Tatkala saya sudah berada di seberang jalan, benak saya membayangkan sebuah pabrik gula besar yang di bagian mukanya terpampang angka tahun 1926, tahun dimana PG Prembun diperbesar dan diperbauri mesin-mesinnya seiring dengan perluasan ladang tebu PG Prembun. Selama PG Prembun beroperasi, diadakan perayaan meriah setiap musim giling tiba. Acara perayaan dilangsungkan dari pagi hingga malam hari. Berbagai hiburan digelar seperti perlombaan balap sepeda, pemutaran layar tancap, pertunjukan drama dan kabaret, peragaan busana, dan jamuan makan malam. Selain itu diadakan pula upacara selamatan yang diadakan di dalam pabrik dengan harapan musim giling dapat berjalan tanpa menemui kendala (De Indishce Courant, 3 Mei 1930). Musim giling tahun 1932 menjadi musim giling terakhir PG Prembun karena setahun berikutnya pabrik ditutup (De Tijd, 12 Oktober 1939). Hal tersebut dapat dimaklumi mengingat saat itu merupakan tahun-tahun tersulut untuk banyak pabrik gula di Jawa akibat depresi ekonomi yang menyebabkan banyak pabrik gula ditutup untuk memperbaiki harga gula yang sempat merosot di pasaran. Bekas rumah-rumah pegawai kemudian disewakan untuk perorangan dan pegawai negeri sipil pribumi. Pada tahun 1938, direksi Nederlandsch Indie Landbouw Maatschppij bernegosasi dengan pemerintah kolonial untuk menghidupkan kembali PG Prembun pada tahun berikutnya sebagai pabrik karung goni dengan tujuan untuk meningkatkan ekonomi masyarakat sekitar. Selanjutnya pada masa agresi Militer Belanda II, bangunan PG Prembun digunakan sebagai markas pasukan Belanda (De Locomotief, 4 Januari 1949).
Kompleks rumah pegawai PG Prembun. Gambar diambil dari dekat jalur kereta api. ( troppenmuseum.nl ).
Para pegawai administrasi yang sedang bekerja ( sumber ; troppenmuseum.nl ).
Bangunan utama PG Prembun memang telah lama lenyap, tapi tak diketahui apa sebab ia akhirnya berhenti bergiling dan bangunan pabriknya hilang begitu saja. Tapi beruntung, pabrik gula itu masih meninggalkan rekam jejak berupa dokumentasi foto. Sekitar tahun 1920an, kompleks pabrik gula itu sempat direkam citra visualnya dari udara. Foto itu setidaknya memberikan gambaran kepada kita yang hidup di zaman sekarang seperti apa rupa PG Prembun di masa ketika ia masih berjaya.
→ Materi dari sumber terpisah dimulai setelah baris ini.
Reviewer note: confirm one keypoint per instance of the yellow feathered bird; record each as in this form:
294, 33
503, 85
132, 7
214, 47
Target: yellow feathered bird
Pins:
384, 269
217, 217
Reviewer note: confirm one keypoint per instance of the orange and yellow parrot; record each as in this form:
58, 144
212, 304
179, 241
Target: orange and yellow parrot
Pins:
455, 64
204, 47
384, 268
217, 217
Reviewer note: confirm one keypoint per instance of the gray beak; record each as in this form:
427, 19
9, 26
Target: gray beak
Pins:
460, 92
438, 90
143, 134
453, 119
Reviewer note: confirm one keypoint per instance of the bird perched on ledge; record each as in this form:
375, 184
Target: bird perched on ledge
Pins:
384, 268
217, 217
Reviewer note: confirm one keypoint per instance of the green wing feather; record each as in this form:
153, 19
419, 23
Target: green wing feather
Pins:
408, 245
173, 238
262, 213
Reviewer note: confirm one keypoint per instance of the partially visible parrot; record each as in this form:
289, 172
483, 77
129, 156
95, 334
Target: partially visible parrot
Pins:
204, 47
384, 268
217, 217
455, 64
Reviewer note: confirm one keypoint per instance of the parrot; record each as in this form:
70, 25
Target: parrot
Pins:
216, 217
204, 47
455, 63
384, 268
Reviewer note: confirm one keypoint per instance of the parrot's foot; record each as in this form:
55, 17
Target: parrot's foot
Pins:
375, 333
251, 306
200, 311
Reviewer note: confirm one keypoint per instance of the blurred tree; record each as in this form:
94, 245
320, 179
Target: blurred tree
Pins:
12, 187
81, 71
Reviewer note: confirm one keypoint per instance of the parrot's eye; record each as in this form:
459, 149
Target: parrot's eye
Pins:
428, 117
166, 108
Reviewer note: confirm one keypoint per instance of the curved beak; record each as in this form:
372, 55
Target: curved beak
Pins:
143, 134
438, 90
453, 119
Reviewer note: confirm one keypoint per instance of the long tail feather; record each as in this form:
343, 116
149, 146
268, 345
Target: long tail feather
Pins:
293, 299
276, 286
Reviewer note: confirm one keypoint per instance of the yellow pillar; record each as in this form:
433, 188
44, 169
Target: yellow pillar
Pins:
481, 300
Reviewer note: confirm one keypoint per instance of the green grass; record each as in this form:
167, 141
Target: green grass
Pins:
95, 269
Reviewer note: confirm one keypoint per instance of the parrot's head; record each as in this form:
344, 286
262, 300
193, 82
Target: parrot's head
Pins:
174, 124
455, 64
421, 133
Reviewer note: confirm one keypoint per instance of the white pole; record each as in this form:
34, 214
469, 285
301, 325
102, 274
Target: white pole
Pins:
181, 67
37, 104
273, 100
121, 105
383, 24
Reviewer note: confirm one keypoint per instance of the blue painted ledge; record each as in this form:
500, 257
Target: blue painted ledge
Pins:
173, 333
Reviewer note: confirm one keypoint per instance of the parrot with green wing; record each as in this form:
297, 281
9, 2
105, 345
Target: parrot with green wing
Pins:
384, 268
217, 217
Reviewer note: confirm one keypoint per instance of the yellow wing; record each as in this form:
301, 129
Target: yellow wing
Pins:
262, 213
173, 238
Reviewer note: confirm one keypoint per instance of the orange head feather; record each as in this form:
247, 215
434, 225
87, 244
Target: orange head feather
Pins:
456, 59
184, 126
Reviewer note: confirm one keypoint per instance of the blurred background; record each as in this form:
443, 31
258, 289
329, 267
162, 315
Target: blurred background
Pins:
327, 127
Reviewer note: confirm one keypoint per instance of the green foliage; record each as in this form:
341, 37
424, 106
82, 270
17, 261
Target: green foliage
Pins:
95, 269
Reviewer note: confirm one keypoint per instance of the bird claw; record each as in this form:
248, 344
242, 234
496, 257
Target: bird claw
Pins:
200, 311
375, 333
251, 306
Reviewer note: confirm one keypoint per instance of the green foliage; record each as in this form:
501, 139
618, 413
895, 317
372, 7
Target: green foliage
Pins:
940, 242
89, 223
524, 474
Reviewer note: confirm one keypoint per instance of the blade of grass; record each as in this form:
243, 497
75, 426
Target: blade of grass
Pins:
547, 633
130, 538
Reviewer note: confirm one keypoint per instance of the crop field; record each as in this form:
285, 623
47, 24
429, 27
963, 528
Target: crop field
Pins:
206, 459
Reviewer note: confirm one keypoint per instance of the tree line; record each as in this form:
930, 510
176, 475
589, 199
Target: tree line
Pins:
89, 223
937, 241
Bangunan bekas rumah dinas yang berada di pinggir jalan raya.


Tiga rumah identik di pinggir jalur rel Kutoarjo-Kebumen.
Salah satu bekas rumah dinas pegawai PG Prembun yang masih lumayan terjaga.
Di sisi selatan jalan, saya banyak sekali menemukan rumah-rumah bergaya kolonial yang masih ada sangkut pautnya dengan PG Prembun. Rumah-rumah itu dahulu diperuntukan bagi karyawan menengah setingkat di bawah administrateur. Secara tugasnya, karyawan pabrik gula dibagi menjadi dua bagian, yakni bagian kebun dan bagian pabrik. Pada zaman dahulu, pabrik gula tidak hanya berkutat pada tahap pengolahan gula semata namun juga sampai tahap penyiapan bahan mentah, yakni tanaman tebu. Pabrik harus memastikan ketersediaan tanah, air, dan tanaman tebu yang hendak diolah. Untuk perkara ini, pabrik mempekerjakan ahli pertanian dan irigasi yang akan mengawasi jalannya penanaman tebu di lapangan. Berikutnya untuk karyawan bagian pabrik, bagian ini dibagi menjadi tiga bidang, yakni mesin, kimia, dan administrasi. Bagian mesin bertanggung jawab pada urusan permesinan. Sementara bagian kimia atau chemist bertugas untuk memastikan mutu gula yang dihasilkan sesuai standar. Selanjutnya pada bagian administrasi memiliki tugas tata usaha dan pembukuan (Tichelaar, 1927: 48-50). Para pegawai menengah ini yang mayoritas adalah orang Eropa diberi fasilitas dari pabri berupa rumah tinggal tersebut berukuran sedang namun dibangun mengikuti standar kesehatan. Rumah tinggal yang saling berdekatan itu akhirnya membentuk semacam industrial village. Saat ini, karena lokasinya berada di pinggir jalan yang strategis, banyak yang akhirnya berubah wujud menjadi toko-toko.
Bangunan kamar bola yang hanya menyisakan struktur dinding saja.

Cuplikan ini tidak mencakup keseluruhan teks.